Si vous pensez que l’évêque a eu tort de ne pas faire, écrivez clairement ce qu’il devait faire! Autrement, c’est du bluff.
Deux des problèmes, entre autres, sont que l’enseignement catholique n’est plus catholique en général et depuis longtemps (sauf exceptions notables; l’évêque n’a pas barre sur les nominations des enseignants depuis plusieurs décennies!) ; et que les évêques ou supérieurs religieux ont fait ordonner ou ont ordonné des prêtres qu’ils n’auraient jamais dû ordonner s’ils avaient simplement suivi les règles et la pratique prudentielles de l’Église: mais, là, silence, ceux qui ont œuvré pour faire ordonner des malades parfaitement connus et qui n’avaient guère la foi, sont toujours impunis: ils sont bien connus mais sont toujours promus. C’est la prime à la trahison (et plusieurs, pour ne pas dire beaucoup, sont évêques).
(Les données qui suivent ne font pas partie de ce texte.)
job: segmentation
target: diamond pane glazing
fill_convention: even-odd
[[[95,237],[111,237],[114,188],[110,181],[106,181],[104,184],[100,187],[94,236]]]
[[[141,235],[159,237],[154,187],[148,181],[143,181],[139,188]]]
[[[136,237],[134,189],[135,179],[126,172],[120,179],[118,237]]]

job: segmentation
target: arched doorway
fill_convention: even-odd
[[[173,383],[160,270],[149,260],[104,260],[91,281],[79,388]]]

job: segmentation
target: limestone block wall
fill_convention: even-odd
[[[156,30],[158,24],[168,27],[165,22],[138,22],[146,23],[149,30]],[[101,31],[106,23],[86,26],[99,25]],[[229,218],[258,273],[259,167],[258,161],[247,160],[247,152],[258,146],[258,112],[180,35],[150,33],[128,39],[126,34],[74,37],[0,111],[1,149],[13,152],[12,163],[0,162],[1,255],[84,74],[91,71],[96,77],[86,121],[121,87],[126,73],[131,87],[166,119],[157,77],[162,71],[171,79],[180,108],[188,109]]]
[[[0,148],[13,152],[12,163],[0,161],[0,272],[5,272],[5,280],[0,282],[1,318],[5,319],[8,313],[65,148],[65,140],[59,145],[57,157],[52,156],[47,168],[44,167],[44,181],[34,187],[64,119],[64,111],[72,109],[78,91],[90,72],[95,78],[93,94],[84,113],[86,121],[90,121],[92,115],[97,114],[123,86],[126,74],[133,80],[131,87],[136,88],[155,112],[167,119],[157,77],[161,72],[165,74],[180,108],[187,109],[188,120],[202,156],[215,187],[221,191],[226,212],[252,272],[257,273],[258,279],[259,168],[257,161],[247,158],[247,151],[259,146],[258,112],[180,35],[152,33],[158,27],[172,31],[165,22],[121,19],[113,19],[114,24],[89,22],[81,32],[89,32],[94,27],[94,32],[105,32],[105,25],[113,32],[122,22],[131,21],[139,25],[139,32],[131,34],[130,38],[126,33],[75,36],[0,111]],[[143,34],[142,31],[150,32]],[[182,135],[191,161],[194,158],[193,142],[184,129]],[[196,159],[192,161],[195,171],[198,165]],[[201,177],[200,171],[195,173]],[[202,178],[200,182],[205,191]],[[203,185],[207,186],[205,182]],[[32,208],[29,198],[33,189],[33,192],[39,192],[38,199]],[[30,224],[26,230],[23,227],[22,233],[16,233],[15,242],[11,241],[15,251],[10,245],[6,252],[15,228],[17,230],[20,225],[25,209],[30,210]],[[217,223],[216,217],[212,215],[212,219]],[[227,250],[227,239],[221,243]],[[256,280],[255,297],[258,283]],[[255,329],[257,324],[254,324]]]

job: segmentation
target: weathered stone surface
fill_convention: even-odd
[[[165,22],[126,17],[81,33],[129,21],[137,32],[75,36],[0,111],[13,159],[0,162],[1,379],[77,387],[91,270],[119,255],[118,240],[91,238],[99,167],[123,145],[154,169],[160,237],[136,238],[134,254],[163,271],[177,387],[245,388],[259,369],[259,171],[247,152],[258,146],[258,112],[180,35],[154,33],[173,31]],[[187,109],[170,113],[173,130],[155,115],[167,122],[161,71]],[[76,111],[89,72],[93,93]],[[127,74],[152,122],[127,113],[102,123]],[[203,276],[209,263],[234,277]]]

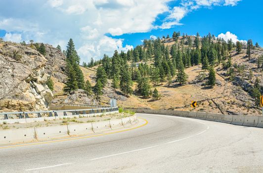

Tant que Rome ne reprendra pas les choses en main, les évêques continueront à faite ce que nous voyons et déplorons. Il y a longtemps que sainte Catherine de Sienne avait donné la solution (et saint Paul VI la proclamée Docteur de l’Église en pleine connaissance de la situation actuelle).
Nous ne faisons que citer le rapport – en précisant (ce que d’autres ne feront pas) que d’autres institutions se sont carrément dérobées à la possibilité historique d’assurer la transparence…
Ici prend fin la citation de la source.